Nanoscale mapping of the double layer potential at the graphene-electrolyte interface
Evgheni Strelcov, Christopher M. Arble, Hongxuan Guo, Brian D. Hoskins, Alexander Yulaev, Ivan Vlassiouk, Nikolai B. Zhitenev, Alexander Tselev, Andrei A. Kolmakov
The structure and potential drop across the electrical double layer (EDL) govern the operation of multiple electrochemical devices, determine reaction potentials and condition ion transport through the cellular membranes in living organisms. Despite more than a century of research, very few methods of direct measurement of the composition and potential of the EDL exist. These methods often suffer from complexity and low spatial resolution, usually only providing spatially-averaged information. On the other hand, Kelvin probe force microscopy (KPFM) is capable of mapping potential with nanoscale lateral resolution, but cannot be used in electrolytes with concentrations higher than several mmol/L. Here we resolve this experimental impediment by combining KPFM with graphene-capped electrolytic cells to quantitatively measure potential drop across EDL in aqueous electrolytes of any concentration with a high lateral resolution.
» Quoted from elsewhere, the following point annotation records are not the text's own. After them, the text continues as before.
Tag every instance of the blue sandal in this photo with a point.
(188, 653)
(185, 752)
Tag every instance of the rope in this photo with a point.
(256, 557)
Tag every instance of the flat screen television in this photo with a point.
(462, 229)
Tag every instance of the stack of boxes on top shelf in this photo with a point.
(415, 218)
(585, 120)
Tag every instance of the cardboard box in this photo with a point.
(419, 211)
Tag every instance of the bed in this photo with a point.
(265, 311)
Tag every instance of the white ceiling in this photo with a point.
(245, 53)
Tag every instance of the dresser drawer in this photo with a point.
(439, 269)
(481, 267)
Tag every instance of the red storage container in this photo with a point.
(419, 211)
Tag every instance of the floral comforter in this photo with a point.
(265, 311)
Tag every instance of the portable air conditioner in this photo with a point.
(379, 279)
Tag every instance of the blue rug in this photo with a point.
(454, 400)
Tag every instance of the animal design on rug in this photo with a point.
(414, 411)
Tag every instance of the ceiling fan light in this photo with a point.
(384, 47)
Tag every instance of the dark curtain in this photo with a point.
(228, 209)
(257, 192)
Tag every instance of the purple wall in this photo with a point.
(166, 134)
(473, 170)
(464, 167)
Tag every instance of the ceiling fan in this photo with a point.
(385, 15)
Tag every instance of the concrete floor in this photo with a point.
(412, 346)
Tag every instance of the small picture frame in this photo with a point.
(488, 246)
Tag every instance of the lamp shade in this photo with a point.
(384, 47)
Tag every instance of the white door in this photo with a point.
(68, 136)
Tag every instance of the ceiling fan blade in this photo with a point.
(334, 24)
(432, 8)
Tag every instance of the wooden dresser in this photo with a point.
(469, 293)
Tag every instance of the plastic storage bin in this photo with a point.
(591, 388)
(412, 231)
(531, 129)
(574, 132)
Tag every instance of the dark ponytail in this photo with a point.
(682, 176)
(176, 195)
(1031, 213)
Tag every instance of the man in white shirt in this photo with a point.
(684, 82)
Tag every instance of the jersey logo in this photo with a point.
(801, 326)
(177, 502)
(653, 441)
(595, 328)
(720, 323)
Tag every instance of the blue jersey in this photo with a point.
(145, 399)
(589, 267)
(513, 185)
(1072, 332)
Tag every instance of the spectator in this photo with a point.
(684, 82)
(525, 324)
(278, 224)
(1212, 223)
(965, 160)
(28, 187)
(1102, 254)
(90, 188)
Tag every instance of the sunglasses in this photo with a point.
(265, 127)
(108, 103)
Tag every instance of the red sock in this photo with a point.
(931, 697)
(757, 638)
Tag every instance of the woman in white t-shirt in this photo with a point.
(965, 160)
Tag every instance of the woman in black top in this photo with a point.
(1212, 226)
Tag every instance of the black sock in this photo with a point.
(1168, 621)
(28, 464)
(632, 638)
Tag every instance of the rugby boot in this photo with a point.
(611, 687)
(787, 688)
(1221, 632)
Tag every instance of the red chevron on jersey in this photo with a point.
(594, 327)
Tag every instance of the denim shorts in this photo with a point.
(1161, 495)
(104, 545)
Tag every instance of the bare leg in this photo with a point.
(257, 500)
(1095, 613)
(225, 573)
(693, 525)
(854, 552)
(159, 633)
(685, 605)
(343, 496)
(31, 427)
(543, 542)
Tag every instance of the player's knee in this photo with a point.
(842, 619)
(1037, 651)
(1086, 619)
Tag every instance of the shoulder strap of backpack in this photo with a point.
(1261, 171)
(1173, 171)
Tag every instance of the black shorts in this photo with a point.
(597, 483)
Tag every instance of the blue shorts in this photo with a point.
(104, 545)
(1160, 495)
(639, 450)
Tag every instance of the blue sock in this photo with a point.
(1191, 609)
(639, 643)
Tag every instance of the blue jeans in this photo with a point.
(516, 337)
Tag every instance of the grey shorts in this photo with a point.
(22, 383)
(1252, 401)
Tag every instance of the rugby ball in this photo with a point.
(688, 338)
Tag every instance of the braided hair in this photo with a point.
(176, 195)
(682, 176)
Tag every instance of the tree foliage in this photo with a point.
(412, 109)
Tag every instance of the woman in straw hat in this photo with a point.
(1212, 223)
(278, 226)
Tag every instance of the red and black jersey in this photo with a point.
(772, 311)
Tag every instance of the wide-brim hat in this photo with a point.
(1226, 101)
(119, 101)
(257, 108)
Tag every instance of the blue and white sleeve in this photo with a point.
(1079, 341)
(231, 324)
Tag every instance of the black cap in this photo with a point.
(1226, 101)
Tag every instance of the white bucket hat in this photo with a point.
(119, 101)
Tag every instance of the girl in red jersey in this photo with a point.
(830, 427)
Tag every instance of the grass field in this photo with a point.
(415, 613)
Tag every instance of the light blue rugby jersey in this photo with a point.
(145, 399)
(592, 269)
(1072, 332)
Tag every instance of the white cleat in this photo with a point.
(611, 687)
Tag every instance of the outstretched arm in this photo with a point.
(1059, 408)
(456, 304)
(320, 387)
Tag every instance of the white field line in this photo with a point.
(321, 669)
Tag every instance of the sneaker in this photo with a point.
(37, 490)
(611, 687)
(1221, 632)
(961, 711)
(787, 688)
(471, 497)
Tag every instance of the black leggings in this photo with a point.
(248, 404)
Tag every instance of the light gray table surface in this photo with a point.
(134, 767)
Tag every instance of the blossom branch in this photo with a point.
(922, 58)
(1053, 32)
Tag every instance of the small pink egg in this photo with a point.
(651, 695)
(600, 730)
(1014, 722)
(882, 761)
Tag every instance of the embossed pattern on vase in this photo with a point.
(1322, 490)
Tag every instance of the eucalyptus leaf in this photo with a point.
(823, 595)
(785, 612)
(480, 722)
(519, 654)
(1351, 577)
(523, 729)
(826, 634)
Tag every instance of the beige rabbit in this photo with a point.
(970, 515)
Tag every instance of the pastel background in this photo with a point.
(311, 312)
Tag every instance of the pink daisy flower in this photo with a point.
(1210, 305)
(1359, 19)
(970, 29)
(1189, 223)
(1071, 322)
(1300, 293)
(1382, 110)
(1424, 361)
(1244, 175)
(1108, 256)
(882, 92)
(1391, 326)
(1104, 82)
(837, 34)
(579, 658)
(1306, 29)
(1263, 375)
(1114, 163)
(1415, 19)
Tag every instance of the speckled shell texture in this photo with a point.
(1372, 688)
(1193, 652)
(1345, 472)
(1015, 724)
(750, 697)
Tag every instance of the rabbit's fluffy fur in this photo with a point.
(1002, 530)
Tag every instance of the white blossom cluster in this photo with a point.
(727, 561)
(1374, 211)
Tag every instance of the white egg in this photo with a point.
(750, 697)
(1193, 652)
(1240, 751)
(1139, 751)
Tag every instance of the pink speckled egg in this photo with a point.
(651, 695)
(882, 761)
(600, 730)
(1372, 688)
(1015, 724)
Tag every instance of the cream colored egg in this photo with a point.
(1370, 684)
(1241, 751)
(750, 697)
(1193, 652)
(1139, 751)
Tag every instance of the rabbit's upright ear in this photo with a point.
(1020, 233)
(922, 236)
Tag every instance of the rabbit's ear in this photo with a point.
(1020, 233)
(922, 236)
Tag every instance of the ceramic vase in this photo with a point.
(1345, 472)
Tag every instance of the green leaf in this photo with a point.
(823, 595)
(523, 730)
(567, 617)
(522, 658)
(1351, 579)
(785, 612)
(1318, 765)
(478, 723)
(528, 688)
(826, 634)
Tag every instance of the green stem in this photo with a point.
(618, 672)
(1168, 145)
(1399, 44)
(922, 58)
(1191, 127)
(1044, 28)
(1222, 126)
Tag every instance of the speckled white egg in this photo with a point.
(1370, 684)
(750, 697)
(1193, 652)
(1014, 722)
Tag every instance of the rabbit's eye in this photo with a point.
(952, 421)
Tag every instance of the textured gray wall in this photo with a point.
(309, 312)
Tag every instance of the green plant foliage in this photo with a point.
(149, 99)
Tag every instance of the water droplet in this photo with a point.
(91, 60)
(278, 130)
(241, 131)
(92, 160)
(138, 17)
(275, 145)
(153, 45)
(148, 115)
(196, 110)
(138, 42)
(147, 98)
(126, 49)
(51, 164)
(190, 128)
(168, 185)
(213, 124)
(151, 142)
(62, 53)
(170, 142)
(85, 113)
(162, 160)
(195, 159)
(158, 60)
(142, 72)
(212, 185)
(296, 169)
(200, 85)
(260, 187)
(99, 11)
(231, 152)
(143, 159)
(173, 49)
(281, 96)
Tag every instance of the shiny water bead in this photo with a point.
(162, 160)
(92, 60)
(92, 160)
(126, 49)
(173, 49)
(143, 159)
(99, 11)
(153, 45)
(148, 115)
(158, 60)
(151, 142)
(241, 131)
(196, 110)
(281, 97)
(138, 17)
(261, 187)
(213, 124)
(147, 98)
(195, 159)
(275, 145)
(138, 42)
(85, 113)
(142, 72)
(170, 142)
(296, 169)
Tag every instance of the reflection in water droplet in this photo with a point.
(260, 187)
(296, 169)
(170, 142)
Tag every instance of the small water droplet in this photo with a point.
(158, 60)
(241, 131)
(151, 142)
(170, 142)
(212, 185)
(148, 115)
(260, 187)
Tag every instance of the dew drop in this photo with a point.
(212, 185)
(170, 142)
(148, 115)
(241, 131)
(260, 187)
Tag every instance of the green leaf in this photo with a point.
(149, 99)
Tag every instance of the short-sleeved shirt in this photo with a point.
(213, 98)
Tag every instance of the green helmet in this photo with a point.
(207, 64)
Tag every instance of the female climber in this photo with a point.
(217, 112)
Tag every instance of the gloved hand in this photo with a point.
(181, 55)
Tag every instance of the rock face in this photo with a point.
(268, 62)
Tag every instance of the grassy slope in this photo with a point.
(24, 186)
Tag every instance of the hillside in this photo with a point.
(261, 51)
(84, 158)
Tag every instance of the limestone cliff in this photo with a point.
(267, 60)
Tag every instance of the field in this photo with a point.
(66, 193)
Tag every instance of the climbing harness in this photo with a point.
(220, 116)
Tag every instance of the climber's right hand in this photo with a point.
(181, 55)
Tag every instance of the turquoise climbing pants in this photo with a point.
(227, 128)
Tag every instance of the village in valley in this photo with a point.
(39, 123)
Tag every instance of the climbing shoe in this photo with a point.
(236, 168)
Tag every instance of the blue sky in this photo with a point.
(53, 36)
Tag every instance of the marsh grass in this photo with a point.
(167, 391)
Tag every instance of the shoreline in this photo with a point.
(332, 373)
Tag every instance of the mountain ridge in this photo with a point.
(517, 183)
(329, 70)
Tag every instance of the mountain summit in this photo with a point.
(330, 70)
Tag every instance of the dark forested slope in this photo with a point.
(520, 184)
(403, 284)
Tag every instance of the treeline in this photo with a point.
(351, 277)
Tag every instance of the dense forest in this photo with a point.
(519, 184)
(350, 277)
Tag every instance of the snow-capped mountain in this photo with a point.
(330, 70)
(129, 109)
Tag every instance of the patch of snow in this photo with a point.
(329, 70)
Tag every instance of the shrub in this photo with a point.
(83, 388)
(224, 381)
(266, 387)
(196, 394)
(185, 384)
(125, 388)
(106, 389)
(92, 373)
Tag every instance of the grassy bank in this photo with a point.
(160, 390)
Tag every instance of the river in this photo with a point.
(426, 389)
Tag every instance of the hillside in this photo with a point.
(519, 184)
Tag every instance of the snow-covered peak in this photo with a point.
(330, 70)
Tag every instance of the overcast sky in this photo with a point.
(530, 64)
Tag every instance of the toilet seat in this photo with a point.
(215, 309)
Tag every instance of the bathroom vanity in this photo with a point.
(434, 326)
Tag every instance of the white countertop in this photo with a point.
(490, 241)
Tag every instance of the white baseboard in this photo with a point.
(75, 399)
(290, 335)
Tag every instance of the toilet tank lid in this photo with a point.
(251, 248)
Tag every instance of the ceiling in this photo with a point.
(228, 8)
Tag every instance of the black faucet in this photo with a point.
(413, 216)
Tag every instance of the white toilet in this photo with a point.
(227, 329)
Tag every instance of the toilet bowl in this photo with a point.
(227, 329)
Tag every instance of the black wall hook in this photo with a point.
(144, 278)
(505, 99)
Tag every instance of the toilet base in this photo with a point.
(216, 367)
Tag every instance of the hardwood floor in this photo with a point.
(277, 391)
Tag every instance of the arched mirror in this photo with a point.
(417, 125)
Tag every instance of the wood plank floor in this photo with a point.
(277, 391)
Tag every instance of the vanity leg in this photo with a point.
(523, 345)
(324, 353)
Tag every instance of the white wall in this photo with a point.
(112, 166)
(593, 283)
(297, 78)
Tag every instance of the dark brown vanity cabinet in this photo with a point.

The surface potential of graphene in contact with deionized water and 0.1 mol/L solutions of CuSO4 and MgSO4 as a function of counter electrode voltage is reported. The measurements are supported by numerical modeling to reveal the role of the graphene membrane in potential screening and to determine the EDL potential drop. The proposed approach proved to be especially useful for imaging spatially inhomogeneous systems with nanoparticles submerged in an electrolyte solution. It could be suitable for in operando and in vivo measurements of the potential drop in the EDL on the surfaces of nano-catalysts and biological cells in equilibrium with liquid solutions.